Nur mit der Einfahrt auf ihr Gelände, die vor allem Autofahrer vor Probleme stellt, ist Sabine Feldhoff nicht zufrieden. "Das ist nicht optimal gelöst", sagt sie. "Aber das wurde so schon im Planufeststellungsverfahren festgelegt. Das ist wie ein Gesetz. Da hätte ich für eine Änderung ans Ministerium schreiben müssen." Jetzt überlegt sie, auf ihrem Grundstück auf eigene Kosten einen Spiegel in entsprechender Höhe anbringen zu lassen. "Lastwagenfahrer haben da kein Problem, die fahren rückwärts auf das Grundstück."

Kritik gibt auch es an der irreführenden Beschilderung im Kreisverkehr Vohwinkler Straße - dort weist ein gelbes Schild mit der Aufschrift "Gruiten" ins Hasenhaus und damit in eine Sackgasse. Inzwischen hat die Stadt den Schriftzug überklebt. "Das Schild kommt ersatzlos weg", sagt Haans Tiefbauamtsleiter Guido Mering. Und an der verlängerten Brückenstraße wird ein neuer Hinweis aufgebaut, der nach Gruiten und zum P&R-Parkplatz am S-Bahnhof weist.
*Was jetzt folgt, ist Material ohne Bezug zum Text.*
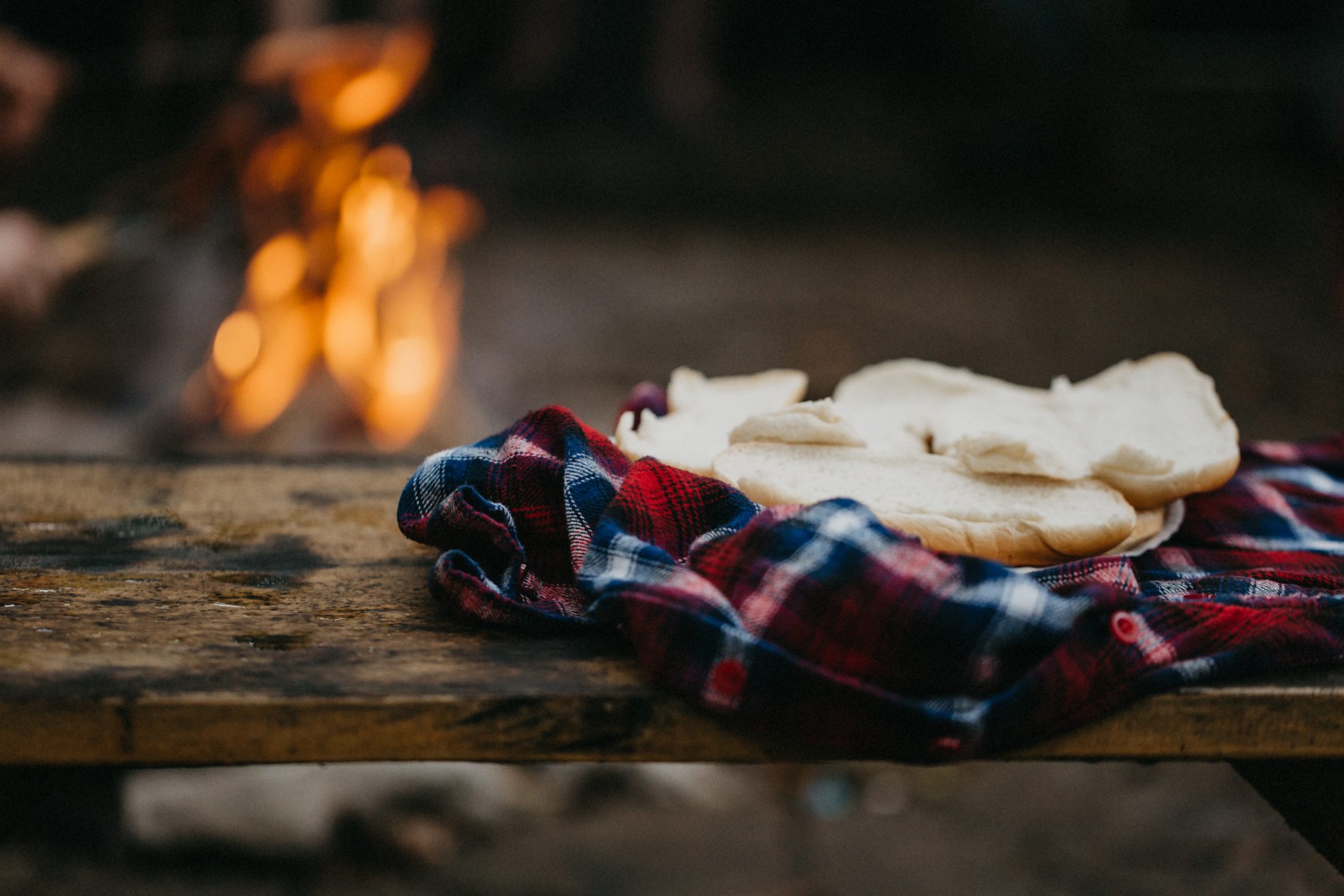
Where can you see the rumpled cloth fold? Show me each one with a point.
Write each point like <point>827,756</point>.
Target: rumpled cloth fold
<point>823,625</point>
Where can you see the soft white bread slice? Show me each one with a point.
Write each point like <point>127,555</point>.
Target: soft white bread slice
<point>802,424</point>
<point>1153,429</point>
<point>702,413</point>
<point>679,439</point>
<point>1019,431</point>
<point>893,403</point>
<point>1011,519</point>
<point>1147,524</point>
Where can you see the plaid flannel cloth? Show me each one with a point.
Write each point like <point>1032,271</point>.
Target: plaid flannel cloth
<point>824,625</point>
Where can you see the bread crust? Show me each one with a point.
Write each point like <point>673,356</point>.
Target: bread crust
<point>1013,540</point>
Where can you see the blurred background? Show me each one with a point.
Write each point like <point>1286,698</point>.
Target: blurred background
<point>315,226</point>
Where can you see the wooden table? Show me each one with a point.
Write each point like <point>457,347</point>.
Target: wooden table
<point>246,612</point>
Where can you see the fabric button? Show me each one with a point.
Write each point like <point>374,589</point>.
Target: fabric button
<point>1124,627</point>
<point>729,677</point>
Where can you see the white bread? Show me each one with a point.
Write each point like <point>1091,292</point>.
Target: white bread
<point>1153,429</point>
<point>804,424</point>
<point>1147,524</point>
<point>702,413</point>
<point>1011,519</point>
<point>891,403</point>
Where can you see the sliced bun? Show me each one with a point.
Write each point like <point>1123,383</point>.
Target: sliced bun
<point>1011,519</point>
<point>1147,524</point>
<point>1153,429</point>
<point>702,413</point>
<point>803,424</point>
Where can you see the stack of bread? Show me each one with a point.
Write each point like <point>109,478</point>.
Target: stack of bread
<point>967,463</point>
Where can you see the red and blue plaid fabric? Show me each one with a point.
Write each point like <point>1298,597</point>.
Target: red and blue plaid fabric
<point>824,625</point>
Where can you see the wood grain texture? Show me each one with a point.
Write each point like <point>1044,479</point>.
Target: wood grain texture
<point>270,612</point>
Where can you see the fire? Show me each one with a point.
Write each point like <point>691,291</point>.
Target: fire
<point>354,270</point>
Autofahrer sollen immer über die Brückenstraße fahren

Das weiße Verkehrsschild, das dort zurzeit steht, wird ersetzt. "Damit aber in Zukunft möglichst alle Autofahrer, die nach Gruiten oder es umfahren wollen, die neue Umgehungsstraße nutzen, werden die sogenannten Vorwegweisschilder ("die großen gelben") um die Bezeichnung Gruiten ergänzt. "Egal, ob die Verkehrsteilnehmer aus Richtung Polnischer Mütze oder Vohwinkler Straße kommen, sie sollen über die Brückenstraße in den Ortskern geleitet werden", sagt der Tiefbauamtsleiter.